My love of architecture stemmed from my parents.
My mother was a professional violinist and my father was a philosopher, so I spent a lot of time in interesting concert venues and university buildings as a child. My father also used to take me to see my uncle, who was an organist, play in various churches and cathedrals. I developed a love of those beautiful historic and contemporary buildings by seeing how they worked behind the scenes, which developed into a vocation in architecture.
I am really interested in place making. I get a thrill out of creating and constructing buildings which become much more to the community than just bricks and mortar. This is especially true of projects where one building has been a catalyst for urban renewal, or where a collection of buildings has changed a neighbourhood. I really love seeing a development completed and visiting it later to see how it has been embraced by the community.
My primary edict is that form should always follow function.
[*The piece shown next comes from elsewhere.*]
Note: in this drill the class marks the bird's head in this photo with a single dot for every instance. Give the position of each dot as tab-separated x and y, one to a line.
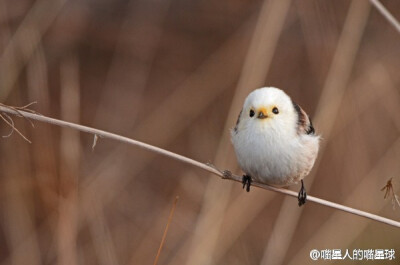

If your building doesn’t address its functional requirements, it will not service its users as intended and it is not an appropriate response to the client brief.
I believe that to create successful design, you must listen to your client with both ears open and fully understand what is driving the project. Don’t jump ahead and assume. You need to understand all of the issues at play to bring the most innovative ideas to the project.
It’s really important to bring your client on the design journey. They are integral to the decision-making process, which ultimately informs the outcome of the project. Giving your client clear, well-thought out ideas results in clear direction and instruction.
I also believe architecture is a team pursuit. That means it is critical to create a team environment right from the beginning. It’s also important to bring the best team to the table – you’re only as good as the advice you are given, so having really good consultants is critical to creating really good architecture.